Wolf and Klein, both of Thousand Oaks, are best friends who worked together at a nonprofit agency where they helped families facing the death of a loved one. The two nurses share a passion for their cause.
They have been slowly raising money over the past several years, and have enough to run for six months, Wolf said. But they expect gifts from individuals, corporations and perhaps foundations will keep it going. A part-time marketing consultant is helping them raise funds. Their roster of volunteers numbers 140.
“Everything from the furniture to the paint on the walls has been donated,” Klein said.
The house is equipped with ramps for wheelchairs, and the garage houses an office for the staff. But otherwise, the home shows no sign of its purpose: it has a cheery kitchen, a yard studded with flowers and trees, and paintings and a quilt hanging on the walls.
They plan to bring in art and music therapists and let the residents control their schedules.
“If you want ice cream for breakfast, we don’t care,” Klein said.
Organizers plan to serve 160 people a year in the four-bedroom leased home, and ultimately build an eight-bedroom center.
The service will be free to the residents. To qualify, individuals must be at least 18, have a prognosis of less than three months to live, be connected to a medical hospice that will oversee their medical needs and have no adequate caregiver or way to pay for caregiving.
State officials puzzled over how to license the operation, ultimately deciding it fit best as an residential care facility for the elderly, Wolf said. Another like it opened in the late 1980s in Santa Barbara, but she knows of no others in the state.
Staff members have been showing off the home at 348 W. Avenida de Los Arboles with a series of open houses. Three are planned for the public within the next three days. The first is scheduled from 3 to 5 p.m. Sunday, with two more from 6 to 8 p.m. Monday and Tuesday.
Similar facilities exist in Denmark and England on a much larger scale. But there is no public financing for them in the United States, so Wolf and Klein established a nonprofit organization to provide the care.
Wolf said the group cannot replicate the European facilities, which are financed with taxes.
“We have to create this model in our community,” she said. “There is no state funding, no national funding for end-of-life care.”
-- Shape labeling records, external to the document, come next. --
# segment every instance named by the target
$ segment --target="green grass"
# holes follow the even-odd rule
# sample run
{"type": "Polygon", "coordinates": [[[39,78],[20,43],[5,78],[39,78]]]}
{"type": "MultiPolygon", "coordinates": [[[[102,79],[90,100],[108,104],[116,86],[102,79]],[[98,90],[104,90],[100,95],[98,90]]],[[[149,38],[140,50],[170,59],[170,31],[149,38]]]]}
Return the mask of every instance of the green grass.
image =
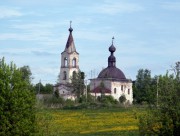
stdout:
{"type": "Polygon", "coordinates": [[[41,110],[37,113],[42,136],[137,136],[140,110],[41,110]]]}

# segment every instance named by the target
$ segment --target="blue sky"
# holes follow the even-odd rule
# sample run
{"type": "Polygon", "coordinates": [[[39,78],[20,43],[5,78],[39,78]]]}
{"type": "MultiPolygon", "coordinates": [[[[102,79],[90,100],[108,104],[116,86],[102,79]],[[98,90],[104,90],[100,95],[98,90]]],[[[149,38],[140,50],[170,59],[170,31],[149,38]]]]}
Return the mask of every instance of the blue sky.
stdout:
{"type": "Polygon", "coordinates": [[[113,36],[127,78],[140,68],[164,74],[180,61],[178,0],[1,0],[0,58],[30,66],[33,83],[55,84],[70,20],[86,78],[107,67],[113,36]]]}

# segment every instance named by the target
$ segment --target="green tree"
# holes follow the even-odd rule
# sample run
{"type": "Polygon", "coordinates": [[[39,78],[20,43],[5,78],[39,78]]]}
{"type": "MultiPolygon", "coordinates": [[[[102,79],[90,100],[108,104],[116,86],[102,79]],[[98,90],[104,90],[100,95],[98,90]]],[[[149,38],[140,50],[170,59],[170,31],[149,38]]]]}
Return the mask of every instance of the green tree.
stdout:
{"type": "Polygon", "coordinates": [[[156,78],[151,78],[151,71],[148,69],[140,69],[136,76],[136,81],[133,84],[134,100],[137,103],[155,102],[156,78]]]}
{"type": "Polygon", "coordinates": [[[35,95],[15,64],[0,60],[0,135],[32,135],[35,131],[35,95]]]}
{"type": "MultiPolygon", "coordinates": [[[[177,72],[177,71],[176,71],[177,72]]],[[[159,76],[158,105],[140,118],[140,134],[180,135],[180,80],[176,74],[159,76]]]]}

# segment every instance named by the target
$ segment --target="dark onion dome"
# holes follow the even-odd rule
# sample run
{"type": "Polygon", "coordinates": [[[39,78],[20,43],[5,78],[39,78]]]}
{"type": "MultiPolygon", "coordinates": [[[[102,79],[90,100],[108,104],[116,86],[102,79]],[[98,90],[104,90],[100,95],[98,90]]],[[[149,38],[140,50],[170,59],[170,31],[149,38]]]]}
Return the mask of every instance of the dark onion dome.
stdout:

Dr. John Horton, medical adviser for the facility, sees the home as a launching point for a long-overdue discussion on death.
“This is not a strength of Americans,” said the Westlake Village general practice doctor. “We want to live forever and be young forever. Death is not part of our conversation. My passion is not only to relieve the suffering of people that fall through the cracks, but really initiate a serious educational conversation that will hopefully spread throughout the country. This is a good place to begin it.”